部屋に戻ったシヴルはベッドに倒れこんだ。

突然、あんなこと言われたらすっごい頭が混乱した。

っていうかあのへんてこな剣は俺を持ち主にしやがった。

ごく一般の魔法学校に通う、この世界にとってごく普通の男にだ。

ゴロリ、と寝返りをうつ。

本当はこんなことなんてしている暇などない。

考えなくては

これからどうするのか。

しかし今回は今までとは違う。

この世界を創るために用いられたあの剣を

一体、どうすればいいのだろうか・・・・・・・・。

どうすれば・・・・・・・

コンコン!!

ノックだ。 誰だ? またリティか?

「シヴル、入ってもよろしいかしら?」

違う。この声は院長先生だ。

「どうぞ。」

シヴルはそう答えた。

ガチャ、と音を立てて、ドアが開いた。

「お茶、持ってきましたよ。」

そう言って、入ってきたイクシーの手には紅茶とクッキーが入ったトレーを持っていた。

「あ、ありがとう・・・院長先生・・・。」

「どういたしまして。」

イクシーはトレーをベットのそばのサイドボードに置いた。

「あ、レイオル先生と・・・あの女――じゃなくて、リティは?」

「リティさんとレイオル先生は学園に戻られました。

 これからどうするか、あちらでも決めるのでしょう。」

「そう・・・ですか。」

「・・・・答えは見つかりましたか?」

イクシーはそう言った。

「いや、見つけるも何も・・・・いつもとは何か違うから・・・・

 なんて考えりゃいいのか、ちょっと・・・・・。」

なんてバツの悪い言い方だ。

シヴルは思わず苦笑した。

「そうですね・・・女神イシュタリス様が扱い、様々な偉い人たちが持ち、

 この世界でおとぎ話として残っている存在があなたの手に委ねられた。

 まるで世界を救う勇者のようですね。
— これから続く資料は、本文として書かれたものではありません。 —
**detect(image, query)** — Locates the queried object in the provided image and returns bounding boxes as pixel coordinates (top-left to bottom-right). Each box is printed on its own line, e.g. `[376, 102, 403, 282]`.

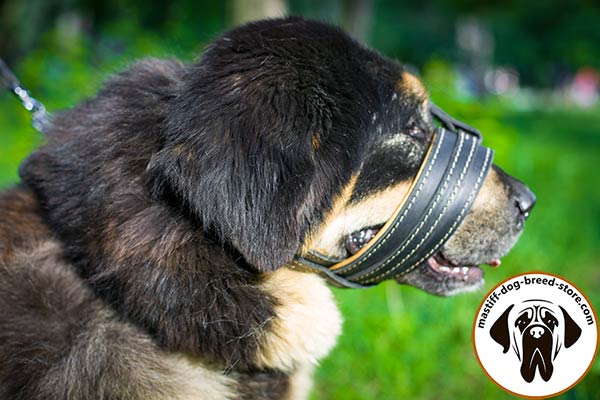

」

「そ、そんなたいそれた存在じゃないですよ、俺は。」

「そんなことはありませんよ。すごく立派だと私は思いますよ。

 あなたと・・・・」

イクシーは少し間をおくと、何かに決意したかのように口を開いた。

「あなたの、お母さんも。」

「!」

シヴルは驚いた。

なぜ、こんな時に母なんてでてくるのだろうか。

なんで・・・・・

「シヴル、あなたのお母さんのこと・・・知りたいですか?」

また驚いた。

俺がちゃんとした物心を持った時にはすでに俺の前からいなかった母さん。

聞いても、いつも院長先生は教えてくれなかった。

昨日だって、俺がなぜこの孤児院に来たことなんて教えてくれなかった。

だけど、今、院長先生はそう聞いてきた。

だったら

「ずっと前からそれを聞きたかった・・・だから・・・

 知りたい・・・です。

 院長先生・・・・教えてください・・・!」

シヴルの言葉に、イクシーは頷いた。

「わかりました・・・・でも、その前に。」

イクシーはサイドボードに乗せていたトレーを再び持った。

「おやつくらい、食べてからでも遅くないでしょう?」

そう言われてしまった。

クッキーはさっくりしていて、紅茶はとても香ばしくておいしかった。



シヴルとイクシーは孤児院を出た。

すぐ着く、とイクシーは言った。

一体、どこへ?

話ならば、孤児院ですればいいものを。

そう思いつつ、シヴルはイクシーに着いていく。

たどり着いたのは

「ここって・・・・・。」

シヴルは、とある所の入口を見た。

そこにある看板はこう書かれていた。

『墓場』と。

その中に、イクシーは入って行った。

ああ、そうなのか

やっぱり、そうなのか

シヴルは黙って、イクシーの後を追った。

見渡す限りに、所々に存在する墓石。

その墓石の中をシヴルとイクシーは歩いて行った。

「・・・・・・着きましたよ。」

そう言ってイクシーは、ある墓の前でその足を止めた。

シヴルはその墓を見た。

やや古いが、よく磨かれ綺麗な墓。

そこには、その墓に眠っている者の名が刻まれていた。

『ミレイ・ストラヴィジュ』

言われなくてもわかった。

墓場に入った時点で確信できた。

ここにいたんだ。

ここで俺を見ててくれたんだ・・・・・。

母さん・・・・・・・・・。

「・・・今から14年前・・・

 あれはすざましい雨が降り注ぐ冬の日でした。」

今まで黙っていたイクシーがそう話し始めた。

「その日、私と夫は冬には珍しい大雨に窓を見て驚いていました。」

イクシーはそっと墓に触れた。

「そして、門の前に人影があるのを見つけたのです。

 それは小さな赤ん坊を抱いた女性のようでした。」

シヴルは黙って、話を聞く。

「私と夫は、その女性を家の中に入れようと思い、

 女性を迎えに、外へ向かいました。

 ・・・外に出ようとした瞬間、外から雨音に混じって聞こえてました。

 大きな声で泣く、赤ん坊の声が。」



もしや、と思い、私と夫は飛び出すように家を出ました。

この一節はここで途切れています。